For implementation details, visit [tugstugi/mongolian-nlp/forced_aligner](https://github.com/tugstugi/mongolian-nlp/tree/master/forced_aligner)

## Setup

In [0]:
%tensorflow_version 1.x
import os, pathlib, json
from os.path import exists, join, expanduser

import IPython
from IPython.display import YouTubeVideo, Audio, clear_output, display

### Install aeneas

In [0]:
# aeneas needs espeak
!apt-get install -qq libespeak-dev > /dev/null
# aeneas must be installed from the devel branch
!pip install -q https://codeload.github.com/readbeyond/aeneas/zip/devel

### Install Tacotron-2

In [0]:
# pyaudio needs this system dependency!
!apt-get install -qq portaudio19-dev > /dev/null
# clone Tacotron-2 and install dependencies
if not exists('Tacotron-2'):
  !git clone https://github.com/tugstugi/Tacotron-2.git && cd Tacotron-2 && pip install -q -r requirements.txt

### Download a pretrained Tacotron-2 model

In [0]:
if not exists('Tacotron-2/logs-Tacotron/taco_pretrained'):
  # download pretrained model from the Google Drive link
  pretrained_file_id = "1fgx0kpf0Oe2Idz3lUZM6-p343nc-24Hq"
  pretrained_file_name = "taco_pretrained.tar.gz"
  !curl -c ./cookie -s -L "https://drive.google.com/uc?export=download&id=$pretrained_file_id" > /dev/null
  confirm_text = !awk '/download/ {print $NF}' ./cookie
  confirm_text = confirm_text[0]
  !curl -Lb ./cookie "https://drive.google.com/uc?export=download&confirm=$confirm_text&id=$pretrained_file_id" -o $pretrained_file_name
  # extract it
  !mkdir Tacotron-2/logs-Tacotron/
  !tar xvfz $pretrained_file_name --directory Tacotron-2/logs-Tacotron/

### Download the Tacotron-2 wrapper for aeneas

In [0]:
if not exists('aeneas-helper.py'):
  !pip install -q youtube-dl pydub
  !curl https://raw.githubusercontent.com/tugstugi/mongolian-nlp/master/forced_aligner/aeneas-helper.py > aeneas-helper.py
  !curl https://raw.githubusercontent.com/tugstugi/mongolian-nlp/master/forced_aligner/aeneas-helper.sh > aeneas-helper.sh
  !chmod a+x aeneas-helper.sh

## Forced Aligner Demo

As a demo, we will force align a speech of the Mongolian president Battulga:

In [6]:
YouTubeVideo(id='x3OiZ4lj5vs', width=600, height=300)

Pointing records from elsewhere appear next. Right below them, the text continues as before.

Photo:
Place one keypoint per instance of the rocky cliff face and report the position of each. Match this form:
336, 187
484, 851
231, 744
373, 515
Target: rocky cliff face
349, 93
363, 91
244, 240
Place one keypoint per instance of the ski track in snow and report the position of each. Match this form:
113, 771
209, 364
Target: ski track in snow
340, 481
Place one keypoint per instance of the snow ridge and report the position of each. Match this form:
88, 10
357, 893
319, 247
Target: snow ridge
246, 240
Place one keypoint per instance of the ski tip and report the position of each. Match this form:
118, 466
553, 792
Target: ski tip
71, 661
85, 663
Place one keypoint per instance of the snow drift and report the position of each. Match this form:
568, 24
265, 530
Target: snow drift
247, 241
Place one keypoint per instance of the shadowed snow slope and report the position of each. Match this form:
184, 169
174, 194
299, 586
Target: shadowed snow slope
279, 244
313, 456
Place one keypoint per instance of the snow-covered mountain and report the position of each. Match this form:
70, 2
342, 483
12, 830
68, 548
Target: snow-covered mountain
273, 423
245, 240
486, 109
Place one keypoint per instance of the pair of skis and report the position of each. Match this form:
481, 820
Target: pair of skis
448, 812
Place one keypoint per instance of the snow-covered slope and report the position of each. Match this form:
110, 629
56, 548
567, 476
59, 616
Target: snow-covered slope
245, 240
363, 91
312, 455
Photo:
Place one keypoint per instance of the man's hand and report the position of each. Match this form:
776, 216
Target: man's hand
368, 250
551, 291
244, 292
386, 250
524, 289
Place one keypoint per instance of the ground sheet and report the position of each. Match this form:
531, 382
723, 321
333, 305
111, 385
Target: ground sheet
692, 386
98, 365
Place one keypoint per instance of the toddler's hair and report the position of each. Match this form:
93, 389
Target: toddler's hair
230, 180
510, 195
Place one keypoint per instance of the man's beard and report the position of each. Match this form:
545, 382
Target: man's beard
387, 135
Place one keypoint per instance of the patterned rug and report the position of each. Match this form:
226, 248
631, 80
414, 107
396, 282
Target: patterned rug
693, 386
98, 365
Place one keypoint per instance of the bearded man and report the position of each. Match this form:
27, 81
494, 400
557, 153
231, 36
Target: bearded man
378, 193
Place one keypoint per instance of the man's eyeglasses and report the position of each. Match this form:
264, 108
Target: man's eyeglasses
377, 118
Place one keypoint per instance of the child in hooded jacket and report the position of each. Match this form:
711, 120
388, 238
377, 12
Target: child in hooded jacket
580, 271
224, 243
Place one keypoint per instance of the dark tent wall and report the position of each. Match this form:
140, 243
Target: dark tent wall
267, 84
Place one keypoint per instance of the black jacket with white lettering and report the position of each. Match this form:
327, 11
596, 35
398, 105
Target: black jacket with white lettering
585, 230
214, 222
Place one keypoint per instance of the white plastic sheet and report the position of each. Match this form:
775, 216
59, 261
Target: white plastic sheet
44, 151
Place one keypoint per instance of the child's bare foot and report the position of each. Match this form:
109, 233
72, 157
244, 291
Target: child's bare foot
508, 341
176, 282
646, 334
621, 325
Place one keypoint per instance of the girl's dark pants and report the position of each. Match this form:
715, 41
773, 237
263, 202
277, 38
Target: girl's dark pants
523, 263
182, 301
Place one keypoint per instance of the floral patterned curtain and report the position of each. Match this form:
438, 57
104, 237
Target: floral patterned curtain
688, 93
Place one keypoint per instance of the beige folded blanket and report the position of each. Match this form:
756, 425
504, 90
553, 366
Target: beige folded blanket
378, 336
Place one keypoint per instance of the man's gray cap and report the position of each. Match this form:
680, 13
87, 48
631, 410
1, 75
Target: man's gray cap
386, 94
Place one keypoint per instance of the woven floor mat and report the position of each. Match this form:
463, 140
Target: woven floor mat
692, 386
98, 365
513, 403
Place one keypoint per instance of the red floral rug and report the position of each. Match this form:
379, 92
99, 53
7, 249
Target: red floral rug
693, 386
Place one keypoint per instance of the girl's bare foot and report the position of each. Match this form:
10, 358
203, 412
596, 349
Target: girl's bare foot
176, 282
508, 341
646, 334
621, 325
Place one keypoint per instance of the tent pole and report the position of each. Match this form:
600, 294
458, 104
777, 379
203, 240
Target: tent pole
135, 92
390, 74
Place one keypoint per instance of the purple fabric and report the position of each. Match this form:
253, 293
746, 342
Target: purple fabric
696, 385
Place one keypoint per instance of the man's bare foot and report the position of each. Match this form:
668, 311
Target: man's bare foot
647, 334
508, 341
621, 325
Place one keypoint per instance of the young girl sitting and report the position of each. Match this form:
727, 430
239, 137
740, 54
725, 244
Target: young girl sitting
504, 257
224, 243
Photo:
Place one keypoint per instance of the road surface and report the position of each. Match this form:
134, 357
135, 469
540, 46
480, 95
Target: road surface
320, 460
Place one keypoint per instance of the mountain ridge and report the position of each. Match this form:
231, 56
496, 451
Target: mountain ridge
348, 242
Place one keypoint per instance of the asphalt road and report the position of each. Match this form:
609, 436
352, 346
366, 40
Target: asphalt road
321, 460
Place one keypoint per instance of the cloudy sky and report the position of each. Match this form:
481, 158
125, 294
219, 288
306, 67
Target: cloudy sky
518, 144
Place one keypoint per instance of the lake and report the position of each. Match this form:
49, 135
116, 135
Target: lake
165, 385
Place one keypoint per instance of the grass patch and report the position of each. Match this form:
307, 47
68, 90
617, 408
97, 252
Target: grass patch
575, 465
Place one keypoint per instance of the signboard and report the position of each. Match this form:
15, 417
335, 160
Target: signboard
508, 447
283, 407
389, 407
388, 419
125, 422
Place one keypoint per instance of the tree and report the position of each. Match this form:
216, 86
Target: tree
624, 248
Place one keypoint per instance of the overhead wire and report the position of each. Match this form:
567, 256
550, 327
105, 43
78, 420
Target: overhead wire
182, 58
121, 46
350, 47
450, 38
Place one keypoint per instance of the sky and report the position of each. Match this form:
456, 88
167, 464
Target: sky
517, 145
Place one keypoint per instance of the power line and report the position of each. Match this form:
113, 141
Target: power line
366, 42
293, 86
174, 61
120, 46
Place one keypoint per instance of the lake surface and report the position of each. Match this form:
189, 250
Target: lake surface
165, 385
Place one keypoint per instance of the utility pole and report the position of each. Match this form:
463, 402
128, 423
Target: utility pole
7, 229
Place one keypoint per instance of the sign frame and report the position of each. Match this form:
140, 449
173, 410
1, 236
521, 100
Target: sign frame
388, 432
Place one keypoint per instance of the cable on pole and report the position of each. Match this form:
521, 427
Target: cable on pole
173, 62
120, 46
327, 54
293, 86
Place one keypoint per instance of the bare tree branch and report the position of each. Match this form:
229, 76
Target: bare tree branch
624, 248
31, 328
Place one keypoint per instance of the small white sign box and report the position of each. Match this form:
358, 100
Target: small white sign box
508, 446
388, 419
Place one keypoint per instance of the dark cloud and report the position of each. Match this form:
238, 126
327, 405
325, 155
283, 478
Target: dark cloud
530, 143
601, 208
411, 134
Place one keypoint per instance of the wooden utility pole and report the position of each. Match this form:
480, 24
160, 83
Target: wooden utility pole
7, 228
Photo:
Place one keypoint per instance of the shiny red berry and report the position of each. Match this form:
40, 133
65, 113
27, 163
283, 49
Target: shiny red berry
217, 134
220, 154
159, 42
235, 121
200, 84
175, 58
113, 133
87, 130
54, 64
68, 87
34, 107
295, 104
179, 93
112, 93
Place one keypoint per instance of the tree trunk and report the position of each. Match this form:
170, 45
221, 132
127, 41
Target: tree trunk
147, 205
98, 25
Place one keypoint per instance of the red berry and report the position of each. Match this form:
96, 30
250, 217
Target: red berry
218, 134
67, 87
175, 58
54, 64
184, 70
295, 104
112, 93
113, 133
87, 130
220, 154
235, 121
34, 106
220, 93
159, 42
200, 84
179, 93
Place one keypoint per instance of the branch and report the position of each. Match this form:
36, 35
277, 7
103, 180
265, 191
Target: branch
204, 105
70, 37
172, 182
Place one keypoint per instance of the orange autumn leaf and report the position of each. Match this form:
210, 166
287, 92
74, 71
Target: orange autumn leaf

We will download the above video and extract the audio from 00:10s to 00:29s into a file **battulga.mp3**:

In [7]:
!youtube-dl --quiet --extract-audio --audio-format mp3 -o "download.%(ext)s" https://www.youtube.com/watch?v=x3OiZ4lj5vs
!ffmpeg -loglevel panic -y -ss 10.6 -t 18.8 -i download.mp3 battulga.mp3
import pydub
audio = pydub.AudioSegment.from_mp3('battulga.mp3')
# show the audio
audio

The text of the above speech is copied from [https://president.mn/7314/](https://president.mn/7314/) and written into a file **battulga.txt**:

In [0]:
SENTENCES = [
  "Монгол Улсын дөрвөн зүг, найман зовхист амьдран суугаа хүндэт ард иргэд ээ.",
  "Даян дэлхийд тархан суурьшсан Монгол туургатнууд аа.",
  "Он солигдох торгон мөч ирлээ.",
  "Монголчууд бид гурав дахь мянганы арван наймдах оноо үдэж,",
  "ирээдүйгээ дархлан бүтээх хоёр мянга арван есөн оныг угтаж байна."
]
SENTENCES = "\n".join(SENTENCES)
!echo "$SENTENCES" > battulga.txt

Now, we will force align the audio **battulga.mp3** with the text file **battulga.txt** and write out the result into a file **result.json**. If you are using Colab and it takes too long, change your Runtime type to **GPU**.

In [0]:
!python -m aeneas.tools.execute_task -r="tts=custom|tts_path=./aeneas-helper.py" \
    battulga.mp3 battulga.txt \
    "task_language=mon|os_task_file_format=json|is_text_type=plain" \
    result.json

Read now the **result.json** file and show it nicely:

In [10]:
for fragment in json.loads(pathlib.Path('result.json').read_text())['fragments']:
    start = int(float(fragment['begin'])*1000)
    end = int(float(fragment['end'])*1000)
    text = fragment['lines'][0]
    print(text)
    display(audio[start:end])

Монгол Улсын дөрвөн зүг, найман зовхист амьдран суугаа хүндэт ард иргэд ээ.


Даян дэлхийд тархан суурьшсан Монгол туургатнууд аа.


Он солигдох торгон мөч ирлээ.


Монголчууд бид гурав дахь мянганы арван наймдах оноо үдэж,


ирээдүйгээ дархлан бүтээх хоёр мянга арван есөн оныг угтаж байна.